Autumn 2023


25 September

No Seminar


3 October, 15:00-16:00, STRAND BLDG S4.29

Speaker:  Sebastián Velazquez (King’s College London)

Title:  On the deformation theory of L-foliations

Abstract:  We will review some general concepts of deformation theory. Then we will apply these ideas in order to explore the geometry of the moduli space $Inv$ of foliations on a given variety $X$ around the points corresponding to foliations induced by Lie group actions. More precisely, let $X$ be a smooth projective variety over the complex numbers and $S(d)$ the scheme parametrizing $d$-dimensional Lie subalgebras of $H^0(X,\mathcal{T} X)$. For every $\mathfrak{g} \in S(d)$ one can consider the corresponding element $\mathcal{F}(\mathfrak{g})\in Inv$, whose generic leaf coincides with an orbit of the action of $\exp(\mathfrak{g})$ on $X$. We will show that under mild hypotheses, after taking a stratification $\coprod_i S(d)_i\to S(d)$ this assignment yields an isomorphism $\coprod_i S(d)_i\to Inv$ locally around $\mathfrak{g}$ and $\mathcal{F}(\mathfrak{g})$.


10 October, 15:00-16:00, STRAND BLDG S4.29

Speaker:  Albert Wood (King’s College London)

Title:  Cohomogeneity-one Lagrangian Mean Curvature Flow

Abstract:  Mean Curvature Flow, the negative gradient flow for the volume functional of submanifolds of Riemannian manifolds, is a well-studied field of modern geometric analysis.

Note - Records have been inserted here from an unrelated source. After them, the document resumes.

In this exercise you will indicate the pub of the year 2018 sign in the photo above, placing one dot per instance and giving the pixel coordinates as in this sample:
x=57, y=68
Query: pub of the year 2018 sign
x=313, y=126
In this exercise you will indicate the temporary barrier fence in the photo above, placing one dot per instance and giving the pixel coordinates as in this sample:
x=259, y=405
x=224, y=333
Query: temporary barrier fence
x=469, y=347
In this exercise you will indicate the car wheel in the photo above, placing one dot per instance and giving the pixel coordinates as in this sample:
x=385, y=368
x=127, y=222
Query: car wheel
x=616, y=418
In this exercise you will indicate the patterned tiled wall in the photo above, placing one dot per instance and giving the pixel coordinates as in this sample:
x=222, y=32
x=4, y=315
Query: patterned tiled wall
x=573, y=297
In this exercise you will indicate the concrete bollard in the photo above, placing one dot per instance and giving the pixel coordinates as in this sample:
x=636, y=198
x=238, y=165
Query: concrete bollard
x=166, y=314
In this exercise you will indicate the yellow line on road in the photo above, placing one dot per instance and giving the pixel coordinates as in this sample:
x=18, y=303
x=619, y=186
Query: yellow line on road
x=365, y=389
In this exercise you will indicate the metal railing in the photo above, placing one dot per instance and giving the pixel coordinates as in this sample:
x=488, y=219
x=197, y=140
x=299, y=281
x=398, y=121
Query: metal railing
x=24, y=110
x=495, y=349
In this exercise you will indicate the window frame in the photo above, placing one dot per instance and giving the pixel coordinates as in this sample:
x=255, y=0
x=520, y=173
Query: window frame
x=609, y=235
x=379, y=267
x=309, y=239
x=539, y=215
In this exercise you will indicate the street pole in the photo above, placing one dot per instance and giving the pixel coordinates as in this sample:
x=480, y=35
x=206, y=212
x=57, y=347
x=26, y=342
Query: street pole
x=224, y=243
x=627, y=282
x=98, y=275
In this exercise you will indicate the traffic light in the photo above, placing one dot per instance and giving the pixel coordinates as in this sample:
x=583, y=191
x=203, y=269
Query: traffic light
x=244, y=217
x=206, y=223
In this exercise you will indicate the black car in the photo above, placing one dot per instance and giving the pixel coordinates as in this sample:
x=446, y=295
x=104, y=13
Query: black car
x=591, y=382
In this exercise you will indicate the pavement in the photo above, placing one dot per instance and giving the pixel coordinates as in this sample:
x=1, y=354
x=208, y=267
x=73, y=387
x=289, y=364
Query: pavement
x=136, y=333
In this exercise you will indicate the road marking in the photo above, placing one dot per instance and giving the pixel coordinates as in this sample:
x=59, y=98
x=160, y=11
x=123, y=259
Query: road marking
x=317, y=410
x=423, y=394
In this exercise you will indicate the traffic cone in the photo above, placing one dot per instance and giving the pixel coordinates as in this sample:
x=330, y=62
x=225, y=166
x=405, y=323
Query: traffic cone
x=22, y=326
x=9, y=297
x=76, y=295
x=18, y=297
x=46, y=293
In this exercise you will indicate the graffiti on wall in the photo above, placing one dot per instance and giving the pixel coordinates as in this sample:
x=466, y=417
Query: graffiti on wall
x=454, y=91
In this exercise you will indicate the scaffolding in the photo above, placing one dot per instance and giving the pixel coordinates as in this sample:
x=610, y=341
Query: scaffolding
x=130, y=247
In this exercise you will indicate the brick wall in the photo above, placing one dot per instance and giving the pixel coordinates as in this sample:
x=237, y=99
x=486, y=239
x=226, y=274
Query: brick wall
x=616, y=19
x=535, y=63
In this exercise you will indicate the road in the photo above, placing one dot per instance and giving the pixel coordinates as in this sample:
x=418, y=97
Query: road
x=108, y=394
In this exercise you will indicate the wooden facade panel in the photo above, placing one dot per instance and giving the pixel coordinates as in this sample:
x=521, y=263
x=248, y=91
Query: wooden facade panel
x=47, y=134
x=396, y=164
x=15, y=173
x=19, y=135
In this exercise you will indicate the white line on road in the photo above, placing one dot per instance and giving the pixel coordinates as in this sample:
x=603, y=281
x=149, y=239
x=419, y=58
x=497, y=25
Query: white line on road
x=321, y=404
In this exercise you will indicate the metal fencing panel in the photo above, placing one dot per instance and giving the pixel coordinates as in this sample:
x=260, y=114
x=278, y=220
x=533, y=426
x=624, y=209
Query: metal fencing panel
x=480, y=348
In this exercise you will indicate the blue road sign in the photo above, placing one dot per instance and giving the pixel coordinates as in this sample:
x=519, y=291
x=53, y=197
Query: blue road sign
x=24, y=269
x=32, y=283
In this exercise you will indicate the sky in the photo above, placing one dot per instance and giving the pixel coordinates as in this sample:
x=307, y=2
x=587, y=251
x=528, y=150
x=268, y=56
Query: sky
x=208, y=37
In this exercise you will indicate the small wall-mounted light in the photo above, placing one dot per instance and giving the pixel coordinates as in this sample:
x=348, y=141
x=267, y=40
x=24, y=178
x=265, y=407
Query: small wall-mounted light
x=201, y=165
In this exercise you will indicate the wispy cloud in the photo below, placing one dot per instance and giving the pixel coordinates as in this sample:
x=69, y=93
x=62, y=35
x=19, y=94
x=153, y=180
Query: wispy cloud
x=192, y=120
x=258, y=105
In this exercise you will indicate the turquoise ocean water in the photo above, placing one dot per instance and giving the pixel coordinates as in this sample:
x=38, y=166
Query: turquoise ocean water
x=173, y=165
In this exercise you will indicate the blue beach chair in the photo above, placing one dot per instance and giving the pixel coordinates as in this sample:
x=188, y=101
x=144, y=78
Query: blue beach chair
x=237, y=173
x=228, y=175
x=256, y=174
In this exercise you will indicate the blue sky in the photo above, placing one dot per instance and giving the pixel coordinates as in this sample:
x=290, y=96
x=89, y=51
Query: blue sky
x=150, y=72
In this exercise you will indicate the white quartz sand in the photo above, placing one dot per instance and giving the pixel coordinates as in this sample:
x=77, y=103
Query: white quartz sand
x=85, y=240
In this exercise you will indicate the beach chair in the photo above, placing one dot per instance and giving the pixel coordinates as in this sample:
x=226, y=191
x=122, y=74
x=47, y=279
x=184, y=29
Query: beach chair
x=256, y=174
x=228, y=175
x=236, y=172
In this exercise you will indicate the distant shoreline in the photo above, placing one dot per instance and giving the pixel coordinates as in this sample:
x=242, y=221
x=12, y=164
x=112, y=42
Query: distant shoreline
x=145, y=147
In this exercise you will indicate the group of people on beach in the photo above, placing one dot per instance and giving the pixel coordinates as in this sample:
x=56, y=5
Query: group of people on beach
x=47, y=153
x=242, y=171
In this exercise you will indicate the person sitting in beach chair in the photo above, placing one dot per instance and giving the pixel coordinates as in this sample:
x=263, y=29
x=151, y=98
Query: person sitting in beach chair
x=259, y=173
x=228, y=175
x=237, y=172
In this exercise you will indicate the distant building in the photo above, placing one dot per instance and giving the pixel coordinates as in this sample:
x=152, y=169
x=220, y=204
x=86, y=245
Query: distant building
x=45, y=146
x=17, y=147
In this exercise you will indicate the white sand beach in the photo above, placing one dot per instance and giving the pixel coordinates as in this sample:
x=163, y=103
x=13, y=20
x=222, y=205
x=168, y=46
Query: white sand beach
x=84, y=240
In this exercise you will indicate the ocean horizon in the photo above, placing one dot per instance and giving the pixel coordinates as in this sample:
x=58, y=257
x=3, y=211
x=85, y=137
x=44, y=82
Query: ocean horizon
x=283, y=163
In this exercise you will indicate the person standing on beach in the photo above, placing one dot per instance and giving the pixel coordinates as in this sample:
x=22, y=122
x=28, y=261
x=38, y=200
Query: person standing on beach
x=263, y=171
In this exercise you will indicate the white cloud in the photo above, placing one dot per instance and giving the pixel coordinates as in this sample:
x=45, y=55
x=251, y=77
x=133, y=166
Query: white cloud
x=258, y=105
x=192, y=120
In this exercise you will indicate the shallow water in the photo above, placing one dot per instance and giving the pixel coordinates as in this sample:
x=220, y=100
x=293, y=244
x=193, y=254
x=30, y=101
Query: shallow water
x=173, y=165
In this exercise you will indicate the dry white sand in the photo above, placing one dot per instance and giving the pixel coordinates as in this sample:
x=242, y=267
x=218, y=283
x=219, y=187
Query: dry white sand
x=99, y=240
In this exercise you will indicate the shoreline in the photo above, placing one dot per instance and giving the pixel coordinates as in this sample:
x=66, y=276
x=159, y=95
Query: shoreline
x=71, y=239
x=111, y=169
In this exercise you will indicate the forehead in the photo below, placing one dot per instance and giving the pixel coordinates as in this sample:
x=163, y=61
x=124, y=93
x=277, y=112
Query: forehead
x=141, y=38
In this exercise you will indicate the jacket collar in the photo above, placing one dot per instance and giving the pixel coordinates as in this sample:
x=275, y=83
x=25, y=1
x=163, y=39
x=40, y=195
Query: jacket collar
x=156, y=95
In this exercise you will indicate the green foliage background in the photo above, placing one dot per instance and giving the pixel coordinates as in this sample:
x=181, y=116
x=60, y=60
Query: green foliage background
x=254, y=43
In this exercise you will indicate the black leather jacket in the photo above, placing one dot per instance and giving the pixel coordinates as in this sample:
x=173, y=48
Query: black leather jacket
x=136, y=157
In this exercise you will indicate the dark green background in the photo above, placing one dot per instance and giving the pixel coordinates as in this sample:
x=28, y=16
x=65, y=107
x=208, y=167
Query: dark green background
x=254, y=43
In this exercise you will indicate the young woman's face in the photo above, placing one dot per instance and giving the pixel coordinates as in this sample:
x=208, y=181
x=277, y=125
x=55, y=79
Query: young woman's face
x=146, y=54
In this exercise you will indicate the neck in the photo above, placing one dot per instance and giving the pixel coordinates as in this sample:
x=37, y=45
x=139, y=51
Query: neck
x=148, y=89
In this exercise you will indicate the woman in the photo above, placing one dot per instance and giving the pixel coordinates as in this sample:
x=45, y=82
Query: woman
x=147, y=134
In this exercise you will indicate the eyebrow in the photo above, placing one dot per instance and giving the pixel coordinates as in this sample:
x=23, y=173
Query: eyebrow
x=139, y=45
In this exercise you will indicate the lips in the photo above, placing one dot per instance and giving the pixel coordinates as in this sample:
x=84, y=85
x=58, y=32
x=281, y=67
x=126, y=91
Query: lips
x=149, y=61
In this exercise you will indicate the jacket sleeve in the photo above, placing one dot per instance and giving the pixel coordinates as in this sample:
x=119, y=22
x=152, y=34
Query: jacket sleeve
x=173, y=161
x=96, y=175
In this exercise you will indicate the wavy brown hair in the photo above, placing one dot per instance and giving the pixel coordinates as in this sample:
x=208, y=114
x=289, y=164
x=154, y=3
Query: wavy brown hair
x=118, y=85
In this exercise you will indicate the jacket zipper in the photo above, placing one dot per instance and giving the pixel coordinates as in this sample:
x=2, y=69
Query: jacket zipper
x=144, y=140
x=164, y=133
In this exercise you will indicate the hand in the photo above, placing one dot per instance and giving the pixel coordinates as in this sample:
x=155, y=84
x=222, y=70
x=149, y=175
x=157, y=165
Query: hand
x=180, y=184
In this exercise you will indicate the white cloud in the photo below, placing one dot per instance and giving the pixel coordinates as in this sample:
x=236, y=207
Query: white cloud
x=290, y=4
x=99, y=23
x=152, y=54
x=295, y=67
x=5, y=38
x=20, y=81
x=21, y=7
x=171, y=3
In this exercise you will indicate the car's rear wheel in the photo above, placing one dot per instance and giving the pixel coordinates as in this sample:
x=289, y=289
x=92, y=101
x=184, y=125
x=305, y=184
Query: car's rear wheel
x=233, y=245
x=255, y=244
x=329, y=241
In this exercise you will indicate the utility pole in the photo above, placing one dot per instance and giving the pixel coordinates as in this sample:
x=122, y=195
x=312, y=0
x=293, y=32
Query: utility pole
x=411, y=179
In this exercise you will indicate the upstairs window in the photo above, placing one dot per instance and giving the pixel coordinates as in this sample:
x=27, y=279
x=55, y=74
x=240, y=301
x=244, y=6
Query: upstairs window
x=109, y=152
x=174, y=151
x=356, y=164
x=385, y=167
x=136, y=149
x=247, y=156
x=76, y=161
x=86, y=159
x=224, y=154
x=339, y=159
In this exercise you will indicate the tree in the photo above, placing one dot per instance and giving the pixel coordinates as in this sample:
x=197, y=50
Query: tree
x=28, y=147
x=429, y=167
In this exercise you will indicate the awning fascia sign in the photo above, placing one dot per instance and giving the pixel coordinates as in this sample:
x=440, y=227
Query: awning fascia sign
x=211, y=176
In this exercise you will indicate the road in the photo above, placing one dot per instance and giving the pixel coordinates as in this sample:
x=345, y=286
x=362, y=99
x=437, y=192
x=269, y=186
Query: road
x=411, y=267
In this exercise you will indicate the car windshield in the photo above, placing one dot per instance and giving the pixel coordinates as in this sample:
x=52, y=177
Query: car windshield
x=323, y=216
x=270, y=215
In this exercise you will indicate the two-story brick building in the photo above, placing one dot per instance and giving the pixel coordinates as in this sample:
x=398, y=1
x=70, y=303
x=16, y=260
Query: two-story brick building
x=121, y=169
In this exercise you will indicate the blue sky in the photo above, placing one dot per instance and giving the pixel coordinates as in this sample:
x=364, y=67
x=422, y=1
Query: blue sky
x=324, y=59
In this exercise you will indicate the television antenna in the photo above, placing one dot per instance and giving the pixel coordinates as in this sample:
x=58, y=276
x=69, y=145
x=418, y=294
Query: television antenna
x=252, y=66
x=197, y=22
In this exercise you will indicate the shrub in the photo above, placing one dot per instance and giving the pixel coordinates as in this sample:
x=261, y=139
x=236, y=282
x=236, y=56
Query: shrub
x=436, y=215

Of particular interest are classifications of self-similar solutions (shrinkers, expanders, and translators) and finite-time singularities; projects which when completed will hopefully allow one to apply the flow to prove results in Riemannian geometry and differential topology. Moreover, in a Calabi-Yau manifold the class of Lagrangian submanifolds is preserved by mean curvature flow, a fact which inspired Thomas and Yau to make influential conjectures about existence of special Lagrangians in Calabi-Yau manifolds.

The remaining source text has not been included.